California's top-two primary has produced exactly the general election matchup that will test whether the nation's most populous state — and its most reliably Democratic one — can elect a Republican governor for the first time in two decades.

With 57% of the expected vote counted as of Wednesday morning, Republican Steve Hilton leads the crowded gubernatorial field at 27.7%, followed by Democrat Xavier Becerra at 25.4% [1]. Democrat Tom Steyer, who poured a record $213 million of his own fortune into the race, sits in third at 19.6% — enough to claim a moral victory for progressive energy but not enough for a spot on the November ballot [2]. Republican Riverside County Sheriff Chad Bianco trails at roughly 11% [1].

Roughly 3.7 million ballots remain uncounted statewide, with L.A. County alone expected to continue processing votes through June 26 and the California Secretary of State required to certify final tallies by July 10 [3]. That margin — just 2.3 percentage points separating first from second — means the final order could still shift, though both Hilton and Becerra appear overwhelmingly likely to claim the two general election spots.

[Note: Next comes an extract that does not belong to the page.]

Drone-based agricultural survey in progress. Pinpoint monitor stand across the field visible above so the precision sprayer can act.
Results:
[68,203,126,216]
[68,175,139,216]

California 2026 Governor Primary Results (57% of expected vote counted)
Source: NBC News / AP
Data as of Jun 3, 2026CSV

The Candidates: Two Radically Different Resumes

Steve Hilton is a British-born former senior adviser to U.K. Prime Minister David Cameron who moved to California's Bay Area and became a Fox News host, running The Next Revolution from 2017 to 2023 before remaining as a network contributor [4]. He has never held elected office. He co-founded the crowdfunding platform Crowdpac but resigned as CEO in 2018 [4]. On April 21, 2025, he launched his gubernatorial campaign; on April 6, 2026, he received Donald Trump's endorsement [5].

Xavier Becerra was born and raised in Sacramento, the son of Mexican immigrants, and holds a law degree from Stanford [6]. He served 24 years in the U.S. House of Representatives, was appointed California Attorney General by Governor Jerry Brown in 2017 — becoming the first Latino to hold that office — and won election in his own right in 2018 [6]. President Biden nominated him to lead the Department of Health and Human Services in December 2020, where he served until January 2025 [7]. He declared his gubernatorial candidacy on April 2, 2025 [6].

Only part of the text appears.